The poems that finally emerged from Komunyakaa’s wartime experiences are intimate, visceral and anchored in the natural landscape of Vietnam. Of his poetry in general, Komunyakaa has said, “I…sort of lose myself in nature.” Of his war poems specifically, he has noted that he tries to capture within them not only the beauty but also the harshness found in nature: “Nature itself is violent, so it’s not that we celebrate that, but that we respect it.”
Komunyakaa’s book Dien Cai Dau—Vietnamese for “crazy head,” a phrase that locals applied to American soldiers—is among the finest volumes of modern American war poetry. Readers might nonetheless feel as though they are exploring a volume of nature poetry. The techniques of illustrating difficult wartime scenes through exquisite references to nature are as old as Homer’s epic poem the Iliad. Komunyakaa himself acknowledges a debt to Walt Whitman, whose poetic reflections on the Civil War are similarly steeped in his natural surroundings. Nature imagery in war poetry commands one’s attention and makes the unfamiliar realities of war more comprehensible to civilian readers.

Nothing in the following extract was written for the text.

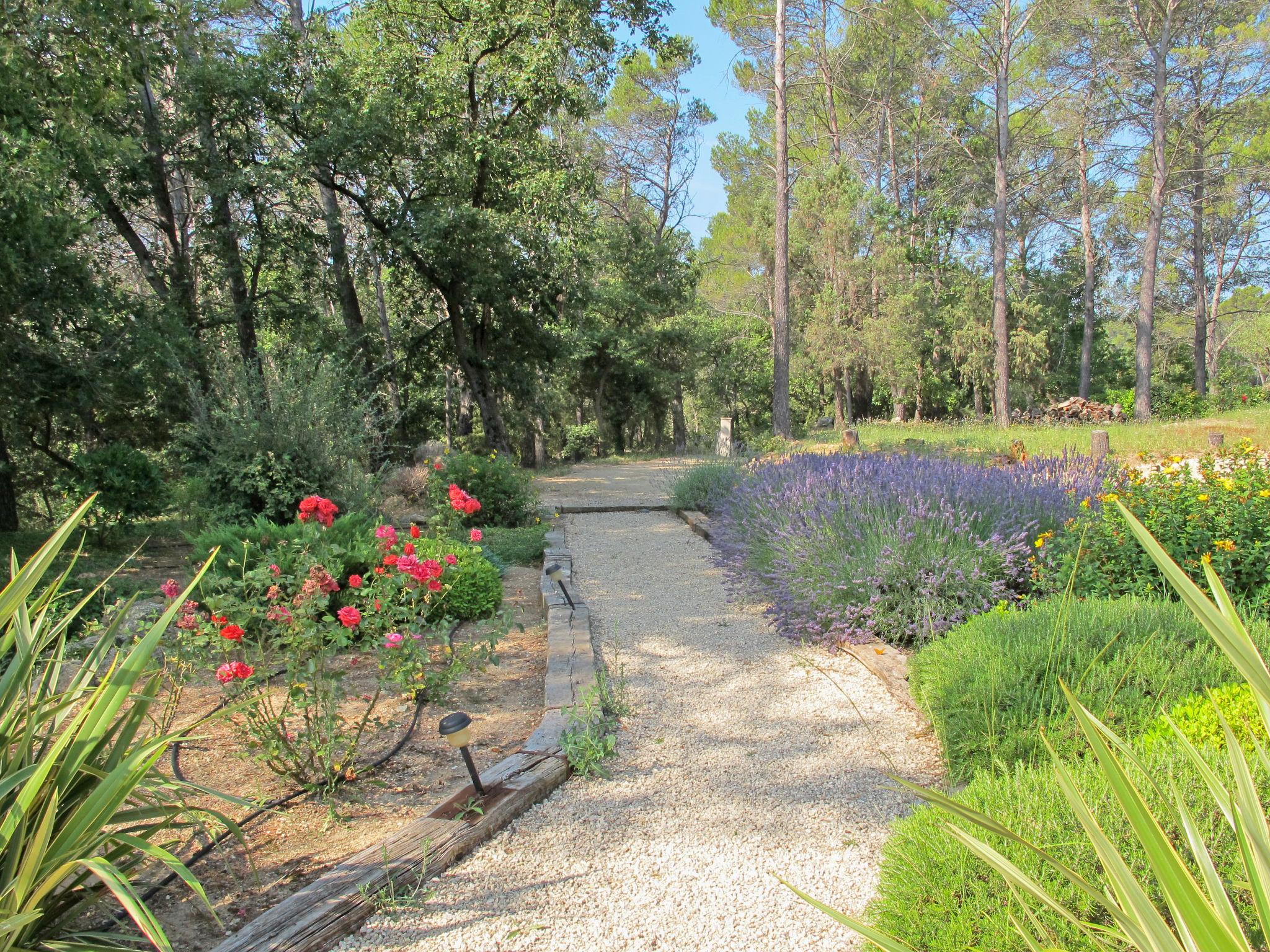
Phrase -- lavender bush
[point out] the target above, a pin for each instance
(904, 547)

Komunyakaa also vividly conveys how the military conflict to which he bears witness occurred in rain forests and grasslands. The volume’s opening poem, “Camouflaging the Chimera,” describes American soldiers hidden amid bamboo groves, their uniforms and weapons strategically covered with mud and branches. The men crouch with such stillness and silence that forest creatures both real and imagined begin to approach them as they wait to ambush the enemy. It is as though, in using the tactics of warfare, the men themselves have become part of the surrounding jungle.
Throughout the volume, Komunyakaa notes the incongruity of having been an African American soldier abroad while the Civil Rights movement continued at home. The famous closing poem, “Facing It,” offers an unsettling closure to this duality through an African American vet’s experience at the Vietnam Veterans Memorial in Washington, DC. The poem’s title alludes to the courage it takes for the vet to approach a monument that displays the names of all those who did not survive the war. But the poem’s first lines serve as a closing bookend to the camouflage scene of the opening poem: “My black face fades, / hiding inside the black granite,” says the speaker. Through an optical illusion, the speaker is “inside” the memorial to the men he left behind.
Through reading the harrowing poems of Dien Cai Dau, one can see why many veterans of the conflict in Vietnam have avoided describing their experiences. For those who choose to do so, the nightmarish features of battle are reawakened, along with an awareness of the moral ambiguity of the war. Although Komunyakaa deferred revisiting and writing about his own wartime memories for many years, it was surely an act of bravery when he began to do so.
Carol Howard is dean of academics at Warren Wilson College. The collection Dien Cai Dau (1988) is included in Komunyakaa’s Pleasure Dome: New and Collected Poems (2001).